On Monday, the state’s Cannabis Control Board, within the Office of Cannabis Management, approved a resolution on these emergency rules that will permit cannabis labs to “address the immediate need to allow for the lengthy lead times required” to expand testing and to “protect the integrity” of cannabis flower and products for the adult use and medical markets.
While the Board filed draft lab testing regulations in June for public comment, the emergency rules provide a short-term bridge that allows product testing to move forward as regulators finalize lab regulations.
These emergency rules will guide the labs that will test the inaugural batch of cannabis sold — which regulators say will be before the start of 2023, though there are no details on the timing of first sales.
“We need a set of rules in place to guide testing of products that will be produced by our conditional cultivator and processor licensees in order to ensure the safety and quality of products that will be sold in our first adult use dispensaries,” Tremaine Wright, chair of the Board, said on Monday.
The Board released applications for entities that want to apply for either the laboratory or sampling firm licenses.

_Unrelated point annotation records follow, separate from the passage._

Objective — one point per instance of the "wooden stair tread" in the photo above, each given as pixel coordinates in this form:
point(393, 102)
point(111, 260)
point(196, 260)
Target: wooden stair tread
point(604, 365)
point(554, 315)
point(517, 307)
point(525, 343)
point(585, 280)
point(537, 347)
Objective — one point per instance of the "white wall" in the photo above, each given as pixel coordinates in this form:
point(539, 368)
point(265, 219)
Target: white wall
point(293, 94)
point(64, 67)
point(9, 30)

The Board also approved the first 15 conditional processor licensees and 19 additional conditional cultivator licensees. The total number of farmers with conditional cultivator licenses is now 242. Chris Alexander, executive director of OCM, said that roughly 300 applications for conditional cultivator licenses were submitted.
These conditional licenses are part of the broader Seeding Opportunity Initiative that lawmakers and regulators established to put equity applicants first in line to build out adult use cannabis businesses. These licensees have been first to grow cannabis for adult use, and, soon, those holding conditional retail licenses, for which the application will open by the end of this month, will be the first to sell that cannabis to adults. Once final adult use regulations are in place, and applications are open to all interested entities, these conditional license holders will have to reapply for formal licensure.
Several times during Monday’s Board meeting, officials referenced recent tours of the state’s first legal cannabis farms. Board member Jen Metzger said that the “future is bright for our industry here.”
“It was really inspiring to visit the farms on that farm tour and just see the quality product that has been grown, sungrown cannabis,” Metzger said.
The Board also named OCM’s first Director of Policy: John Kagia. Kagia is the Chief Knowledge Officer at New Frontier Data, a cannabis data company, and his LinkedIn profile lists his time with the company dating back to 2015. Regulators are banking on Kagia’s experience in the industry.
“What I see in this candidate that made him stand out and what resulted in this recommendation is somebody who understands where New York’s market will be in the larger landscape of the cannabis industry and the opportunity that we have here to build a model market,” Alexander said.